Step 5: and (3) weighting and combining the content loss and the style loss to obtain a total loss function, optimizing the generated image initialization image by using gradient descent, setting iteration times, stopping after the iteration times are reached, and finally obtaining a conversion result with woodcut style.
The content loss function L c And style loss function L s Weighted simultaneous, defining a total loss function:
L total =αL c +βL s (9)
wherein ,Lc Representing a loss function between a content graph and a generated graph, L s And (3) representing a loss function between the woodcut style image and the generated image, wherein alpha and beta respectively represent weights of the content loss function and the woodcut style loss function, different alpha/beta values are selected to control the stylization degree of the woodcut, and the generated image is obtained through gradient descent. The space guiding channel ensures that patterns are transferred between similar semantic areas in content and style images, so that the condition that the distribution of texture features of the whole image is disordered is avoided, and fig. 4 is a color-set woodcut zoned style conversion flow chart.

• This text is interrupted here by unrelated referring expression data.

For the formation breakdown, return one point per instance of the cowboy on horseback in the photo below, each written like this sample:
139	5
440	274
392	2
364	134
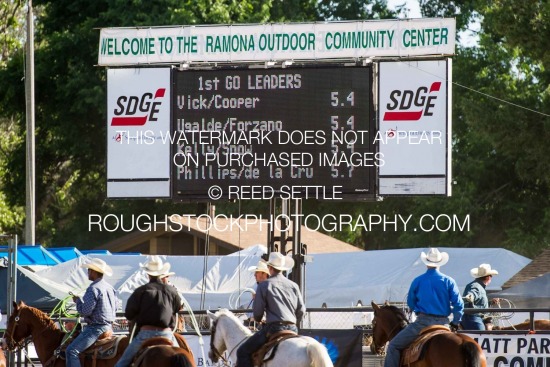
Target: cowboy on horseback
152	307
281	301
430	296
97	306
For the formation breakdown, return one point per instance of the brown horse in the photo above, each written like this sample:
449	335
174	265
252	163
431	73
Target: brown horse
445	349
28	321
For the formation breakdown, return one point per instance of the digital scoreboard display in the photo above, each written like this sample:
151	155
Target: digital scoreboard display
264	133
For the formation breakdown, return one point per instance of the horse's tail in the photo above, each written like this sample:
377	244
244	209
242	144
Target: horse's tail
318	355
180	360
473	356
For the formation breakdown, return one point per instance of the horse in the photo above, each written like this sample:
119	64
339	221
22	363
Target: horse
539	325
228	333
28	321
445	349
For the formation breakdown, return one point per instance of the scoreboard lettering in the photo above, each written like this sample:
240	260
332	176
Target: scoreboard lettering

According to the invention, the conv4_2 in the VGG-19 network is selected as a content feature extraction layer, the 5 network layers of conv1_1, conv2_1, conv3_1, conv4_1 and conv5_1 are selected as style feature extraction layers, and an original content image is selected as an initialized image of a generated image, so that the semantic structure of the image can be well maintained, the texture effect of woodcarving marks is enhanced, and the iteration times are reduced. For the weight of the content loss function and the style loss function, the larger the alpha/beta is, the lower the stylization degree of the generated image woodcut is, and the higher the stylization degree is otherwise. Fig. 5 is a graph of the degree of stylization generated under different weights.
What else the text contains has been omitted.